To help achieve this goal, she and Shari McMahan, deputy provost at CSUF, were recently awarded almost $1.8 million from the U.S. Department of Health and Human Services’ Health Resources and Services Administration. First year funding is $488,566.
The three-year grant will enable the North Orange County Allied and Other Health Careers Opportunity Program (NOCA HOCP) to increase outreach efforts to disadvantaged Latino, Pacific Islander and Southeast Asian students in north Orange County. Tanjasiri and McMahan serve as program directors of this effort.
“Many students want to work in health care but the people they typically see are doctors and nurses,” Tanjasiri said. “It’s understandable that they focus on those careers because that’s what they’re familiar with,” she added. “We want students to recognize that there are many viable options in healthcare fields, particularly in allied health, which may be as rewarding but with less training than medicine.”
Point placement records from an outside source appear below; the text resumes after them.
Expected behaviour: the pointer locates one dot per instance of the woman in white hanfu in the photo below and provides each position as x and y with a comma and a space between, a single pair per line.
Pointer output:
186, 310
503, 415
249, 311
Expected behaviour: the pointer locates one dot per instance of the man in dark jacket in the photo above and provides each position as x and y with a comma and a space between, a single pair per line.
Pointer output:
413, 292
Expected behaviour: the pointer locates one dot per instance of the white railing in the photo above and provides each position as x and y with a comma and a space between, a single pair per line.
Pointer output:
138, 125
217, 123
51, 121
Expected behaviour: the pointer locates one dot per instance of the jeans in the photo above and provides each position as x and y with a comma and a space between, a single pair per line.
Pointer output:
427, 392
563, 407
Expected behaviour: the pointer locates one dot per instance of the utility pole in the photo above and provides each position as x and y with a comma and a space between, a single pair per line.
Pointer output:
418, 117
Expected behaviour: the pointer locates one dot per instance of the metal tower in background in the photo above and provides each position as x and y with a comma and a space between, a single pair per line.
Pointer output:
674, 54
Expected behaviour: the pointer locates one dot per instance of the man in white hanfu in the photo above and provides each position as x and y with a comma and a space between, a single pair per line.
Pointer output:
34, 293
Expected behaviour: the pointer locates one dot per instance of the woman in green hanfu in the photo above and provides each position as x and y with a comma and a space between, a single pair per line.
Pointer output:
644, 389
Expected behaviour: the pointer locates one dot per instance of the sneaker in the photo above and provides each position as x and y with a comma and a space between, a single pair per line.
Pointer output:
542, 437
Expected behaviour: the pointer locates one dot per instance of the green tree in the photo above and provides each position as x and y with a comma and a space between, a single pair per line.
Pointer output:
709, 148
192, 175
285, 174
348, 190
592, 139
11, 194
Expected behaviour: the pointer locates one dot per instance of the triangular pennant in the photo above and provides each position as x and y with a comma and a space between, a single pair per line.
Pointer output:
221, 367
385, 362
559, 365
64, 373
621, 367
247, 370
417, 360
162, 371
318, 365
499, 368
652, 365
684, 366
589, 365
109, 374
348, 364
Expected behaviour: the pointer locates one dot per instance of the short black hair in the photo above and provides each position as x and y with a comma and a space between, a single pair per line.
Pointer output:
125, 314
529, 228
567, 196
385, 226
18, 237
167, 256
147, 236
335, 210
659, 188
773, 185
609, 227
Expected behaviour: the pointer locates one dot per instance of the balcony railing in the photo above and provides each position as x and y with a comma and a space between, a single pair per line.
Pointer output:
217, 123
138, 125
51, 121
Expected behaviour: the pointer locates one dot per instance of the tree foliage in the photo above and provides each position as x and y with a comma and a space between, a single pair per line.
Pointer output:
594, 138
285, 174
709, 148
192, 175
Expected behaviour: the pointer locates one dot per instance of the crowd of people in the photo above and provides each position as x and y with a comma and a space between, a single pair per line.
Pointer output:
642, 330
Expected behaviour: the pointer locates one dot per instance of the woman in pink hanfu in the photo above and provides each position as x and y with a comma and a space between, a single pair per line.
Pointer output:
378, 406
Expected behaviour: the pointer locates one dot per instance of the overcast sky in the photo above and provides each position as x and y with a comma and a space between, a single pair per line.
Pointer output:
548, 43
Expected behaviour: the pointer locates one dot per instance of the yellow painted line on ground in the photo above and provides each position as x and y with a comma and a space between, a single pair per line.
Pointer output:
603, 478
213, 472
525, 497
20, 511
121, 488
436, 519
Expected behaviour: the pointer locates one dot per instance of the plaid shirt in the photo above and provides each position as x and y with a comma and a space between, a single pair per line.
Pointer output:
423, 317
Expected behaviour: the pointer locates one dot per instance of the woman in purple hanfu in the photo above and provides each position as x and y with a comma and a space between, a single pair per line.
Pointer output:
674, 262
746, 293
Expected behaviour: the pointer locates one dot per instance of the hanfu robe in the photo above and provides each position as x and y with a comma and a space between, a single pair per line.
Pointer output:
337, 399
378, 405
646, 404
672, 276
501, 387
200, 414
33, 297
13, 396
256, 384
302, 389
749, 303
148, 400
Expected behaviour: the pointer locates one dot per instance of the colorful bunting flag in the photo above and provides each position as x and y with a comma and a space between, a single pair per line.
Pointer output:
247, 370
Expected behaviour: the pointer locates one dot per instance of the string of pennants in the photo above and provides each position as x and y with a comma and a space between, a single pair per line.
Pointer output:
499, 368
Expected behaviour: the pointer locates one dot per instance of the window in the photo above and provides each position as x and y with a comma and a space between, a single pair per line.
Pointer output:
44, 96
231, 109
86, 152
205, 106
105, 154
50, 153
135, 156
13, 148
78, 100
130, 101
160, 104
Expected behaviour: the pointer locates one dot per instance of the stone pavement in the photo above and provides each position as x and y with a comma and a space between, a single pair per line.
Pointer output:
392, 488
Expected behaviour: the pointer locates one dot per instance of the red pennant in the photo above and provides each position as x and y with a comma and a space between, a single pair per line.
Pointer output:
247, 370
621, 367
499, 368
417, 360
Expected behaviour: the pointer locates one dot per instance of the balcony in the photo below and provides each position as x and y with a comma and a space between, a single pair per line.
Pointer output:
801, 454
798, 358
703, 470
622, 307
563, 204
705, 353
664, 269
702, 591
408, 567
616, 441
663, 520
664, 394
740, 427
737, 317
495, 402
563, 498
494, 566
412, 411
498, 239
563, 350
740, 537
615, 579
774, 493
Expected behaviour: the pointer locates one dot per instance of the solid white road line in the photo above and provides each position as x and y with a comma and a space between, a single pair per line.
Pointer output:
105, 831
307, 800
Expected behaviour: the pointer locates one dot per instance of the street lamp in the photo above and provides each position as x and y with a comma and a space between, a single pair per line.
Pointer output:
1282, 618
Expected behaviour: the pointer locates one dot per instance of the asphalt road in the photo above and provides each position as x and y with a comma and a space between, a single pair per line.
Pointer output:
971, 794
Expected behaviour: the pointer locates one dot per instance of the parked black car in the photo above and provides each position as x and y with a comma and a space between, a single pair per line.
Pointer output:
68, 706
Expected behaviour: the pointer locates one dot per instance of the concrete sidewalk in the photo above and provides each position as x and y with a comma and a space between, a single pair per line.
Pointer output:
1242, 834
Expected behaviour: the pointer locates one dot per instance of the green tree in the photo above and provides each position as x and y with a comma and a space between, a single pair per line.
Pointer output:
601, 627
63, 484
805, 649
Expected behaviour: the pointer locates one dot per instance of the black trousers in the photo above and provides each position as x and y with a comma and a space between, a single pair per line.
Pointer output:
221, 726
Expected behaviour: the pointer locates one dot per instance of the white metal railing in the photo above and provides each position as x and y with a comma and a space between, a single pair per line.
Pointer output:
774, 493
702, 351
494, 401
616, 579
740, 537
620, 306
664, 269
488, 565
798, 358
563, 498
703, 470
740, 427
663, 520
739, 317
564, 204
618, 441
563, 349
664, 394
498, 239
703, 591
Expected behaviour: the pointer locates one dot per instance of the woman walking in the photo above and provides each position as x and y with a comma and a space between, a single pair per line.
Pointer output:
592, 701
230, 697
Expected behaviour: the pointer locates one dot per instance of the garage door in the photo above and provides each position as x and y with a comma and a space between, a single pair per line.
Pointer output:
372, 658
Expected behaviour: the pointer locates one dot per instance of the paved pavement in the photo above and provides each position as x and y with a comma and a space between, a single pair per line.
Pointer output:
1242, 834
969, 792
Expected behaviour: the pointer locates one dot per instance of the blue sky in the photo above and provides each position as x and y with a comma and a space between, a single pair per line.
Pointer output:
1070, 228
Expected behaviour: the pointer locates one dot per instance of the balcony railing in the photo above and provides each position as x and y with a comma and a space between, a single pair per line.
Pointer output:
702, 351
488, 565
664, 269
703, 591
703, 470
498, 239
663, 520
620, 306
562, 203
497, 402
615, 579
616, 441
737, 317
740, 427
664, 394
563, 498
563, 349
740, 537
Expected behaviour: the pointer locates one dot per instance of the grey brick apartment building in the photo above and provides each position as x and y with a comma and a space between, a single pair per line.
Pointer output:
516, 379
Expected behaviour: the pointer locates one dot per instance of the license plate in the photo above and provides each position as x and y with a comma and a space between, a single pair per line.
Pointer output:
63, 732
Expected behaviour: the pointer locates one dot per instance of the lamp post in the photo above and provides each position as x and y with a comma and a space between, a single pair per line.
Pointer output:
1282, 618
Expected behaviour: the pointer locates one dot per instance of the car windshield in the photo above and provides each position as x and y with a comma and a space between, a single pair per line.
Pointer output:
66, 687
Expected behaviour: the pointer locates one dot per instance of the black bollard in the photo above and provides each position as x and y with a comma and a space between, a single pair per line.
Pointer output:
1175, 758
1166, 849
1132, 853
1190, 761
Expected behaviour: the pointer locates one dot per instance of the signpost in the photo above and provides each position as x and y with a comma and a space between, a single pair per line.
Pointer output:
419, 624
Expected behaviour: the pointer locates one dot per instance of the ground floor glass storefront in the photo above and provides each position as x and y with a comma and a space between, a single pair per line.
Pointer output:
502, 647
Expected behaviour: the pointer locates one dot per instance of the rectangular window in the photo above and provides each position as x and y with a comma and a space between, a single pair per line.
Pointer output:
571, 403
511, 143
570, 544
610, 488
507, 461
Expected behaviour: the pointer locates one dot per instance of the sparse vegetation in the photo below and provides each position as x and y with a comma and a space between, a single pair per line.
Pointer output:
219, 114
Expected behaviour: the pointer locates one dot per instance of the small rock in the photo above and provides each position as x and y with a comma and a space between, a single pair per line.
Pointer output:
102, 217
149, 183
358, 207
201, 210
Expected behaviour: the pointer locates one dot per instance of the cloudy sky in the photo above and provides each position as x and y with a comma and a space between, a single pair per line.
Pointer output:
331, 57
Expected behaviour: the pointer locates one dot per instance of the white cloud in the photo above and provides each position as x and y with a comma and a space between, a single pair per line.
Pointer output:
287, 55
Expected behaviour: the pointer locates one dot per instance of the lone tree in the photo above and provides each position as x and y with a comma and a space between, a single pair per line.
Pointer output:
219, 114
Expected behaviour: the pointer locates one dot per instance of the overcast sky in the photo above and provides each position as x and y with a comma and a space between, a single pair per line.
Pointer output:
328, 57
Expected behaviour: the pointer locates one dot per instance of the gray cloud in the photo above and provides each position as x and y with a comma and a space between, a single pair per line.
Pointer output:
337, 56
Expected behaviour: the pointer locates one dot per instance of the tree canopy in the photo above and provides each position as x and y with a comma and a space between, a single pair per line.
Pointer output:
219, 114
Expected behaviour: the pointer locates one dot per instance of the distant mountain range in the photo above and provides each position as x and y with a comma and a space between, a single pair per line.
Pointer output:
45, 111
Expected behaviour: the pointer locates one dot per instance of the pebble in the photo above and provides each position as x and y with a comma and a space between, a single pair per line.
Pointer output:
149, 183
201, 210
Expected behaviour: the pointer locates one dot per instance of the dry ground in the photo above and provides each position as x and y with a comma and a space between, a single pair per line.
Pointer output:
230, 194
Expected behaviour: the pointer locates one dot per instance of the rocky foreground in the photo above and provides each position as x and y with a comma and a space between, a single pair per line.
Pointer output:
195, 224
There also is an increased demand for allied health professionals in such fields as physical and occupational therapy, communicative disorders, counseling, social work and public health (including environmental health specialists, epidemiologists, health educators and gerontologists).
“In minority communities, the need is particularly high as there may also be language and cultural barriers,” Tanjasiri explained. “Many Latinos, Pacific Islanders and Southeast Asians feel more comfortable talking to someone who speaks their language, understands some of the cultural sensitivities, and can address problems that might be specific to their particular cultures, such as a reluctance to disclose emotional issues or discuss family problems. These groups are among the fastest growing in Orange County, which is already a majority-minority area.”
The grant will not only provide funding to assist in outreach to underserved communities but also will help prepare students for careers in allied health professions by providing an array of student support services to help ensure student success from high school to graduate school. In fact, only 17 applications out of 140 submitted were funded.
CSUF is working in cooperation with Cypress College, the Anaheim Union High School District and the Orange County Asian and Pacific Islander Community Alliance, a nonprofit, community-based organization that aims to build healthy Asian and Pacific Islander communities, as well as UC Irvine, Cal State Dominguez Hills and Western University of Health Sciences. The goal is to increase the pipeline of disadvantaged Latinos, Pacific Islanders and Southeast Asians into the allied health fields.
“Our goal is to work with 450 students over the next three years,” Tanjasiri said. “We’ll work with 150 high school students, 150 community college students and 150 university students. We’re hoping to increase the retention and graduation rates of these diverse groups and become a model for the other universities in the California State University system and other minority-serving institutions around the country.
“This was an incredibly competitive process, and we join a distinguished group of grantees that includes Howard University, University of Washington and Johns Hopkins University,” said McMahan. “It’s an incredible honor and will allow us to provide even more opportunities to minority students in the region.”